JPMorgan, Bank of America, Citi to start blockchain offensive with shared tokenized network

America's biggest banks, including JPMorgan, Citi and Bank of America, plan to build a shared, tokenized deposit network by the first half of 2027 to protect their deposits from the threat posed by stablecoins, the Wall Street Journal reported.
The system will be operated by The Clearing House, the payments company collectively owned by the banks. Some banks are calling the network "the bridge," others call it "the chain," the WSJ said.
Tokenized deposits are blockchain representations of customers' money held at a bank. The planned system will convert these deposits into a digital token that can be transferred swiftly on a blockchain.

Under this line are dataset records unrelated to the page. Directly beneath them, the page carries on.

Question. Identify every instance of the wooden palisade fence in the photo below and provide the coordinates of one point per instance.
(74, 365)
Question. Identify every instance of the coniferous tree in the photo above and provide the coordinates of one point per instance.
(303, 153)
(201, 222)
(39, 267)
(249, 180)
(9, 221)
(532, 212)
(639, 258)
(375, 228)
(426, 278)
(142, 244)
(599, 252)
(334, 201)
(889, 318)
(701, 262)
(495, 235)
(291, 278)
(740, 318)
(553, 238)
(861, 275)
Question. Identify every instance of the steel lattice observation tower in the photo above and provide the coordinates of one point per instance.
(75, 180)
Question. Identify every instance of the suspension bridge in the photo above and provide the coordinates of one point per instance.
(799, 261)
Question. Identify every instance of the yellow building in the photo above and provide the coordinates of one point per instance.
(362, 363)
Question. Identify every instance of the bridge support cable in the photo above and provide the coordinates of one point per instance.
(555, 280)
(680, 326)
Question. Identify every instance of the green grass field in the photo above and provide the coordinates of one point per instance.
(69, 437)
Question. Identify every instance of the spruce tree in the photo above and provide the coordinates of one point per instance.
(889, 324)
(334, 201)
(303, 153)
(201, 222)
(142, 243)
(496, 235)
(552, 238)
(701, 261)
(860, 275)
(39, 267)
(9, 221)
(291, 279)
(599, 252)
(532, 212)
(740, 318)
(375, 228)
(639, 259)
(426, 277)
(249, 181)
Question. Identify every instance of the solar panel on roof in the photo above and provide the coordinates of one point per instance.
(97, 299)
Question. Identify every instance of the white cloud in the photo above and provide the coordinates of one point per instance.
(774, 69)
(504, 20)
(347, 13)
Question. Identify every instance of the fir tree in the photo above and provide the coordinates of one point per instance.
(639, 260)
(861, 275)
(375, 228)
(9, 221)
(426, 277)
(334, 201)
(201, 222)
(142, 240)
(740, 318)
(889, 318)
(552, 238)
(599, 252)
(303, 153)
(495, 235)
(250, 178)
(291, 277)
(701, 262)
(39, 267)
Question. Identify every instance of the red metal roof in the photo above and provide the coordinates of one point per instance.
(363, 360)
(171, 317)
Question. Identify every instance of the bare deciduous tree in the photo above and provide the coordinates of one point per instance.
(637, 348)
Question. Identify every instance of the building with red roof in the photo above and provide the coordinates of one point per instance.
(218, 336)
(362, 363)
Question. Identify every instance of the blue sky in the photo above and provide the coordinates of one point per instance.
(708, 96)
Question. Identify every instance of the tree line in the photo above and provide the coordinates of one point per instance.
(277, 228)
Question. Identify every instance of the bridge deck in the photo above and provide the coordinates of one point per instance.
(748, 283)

Stablecoins are dollar-pegged digital assets issued by crypto companies that live outside the traditional banking system. The Clarity Act legislation currently advancing through Congress could allow them to pay returns to holders, potentially making bank deposits less attractive because the tokens also offer faster, cheaper payment capabilities over a blockchain.
If customers adopt stablecoins at scale, banks could face a deposit flight to crypto wallets, and deposits are what banks rely on to extend credit in the economy. The tokenized deposit network is designed to ensure deposits remain within the banking system while giving them crypto-like capabilities.
The WSJ report said the Clearing House expects large multinationals to embrace the tokenized deposit network as a gateway to programmable treasury options, real-time liquidity management and cross-border payments.
"This is a big move for the banks," CEO David Watson told the newspaper, describing a "radically different" future around onchain payments.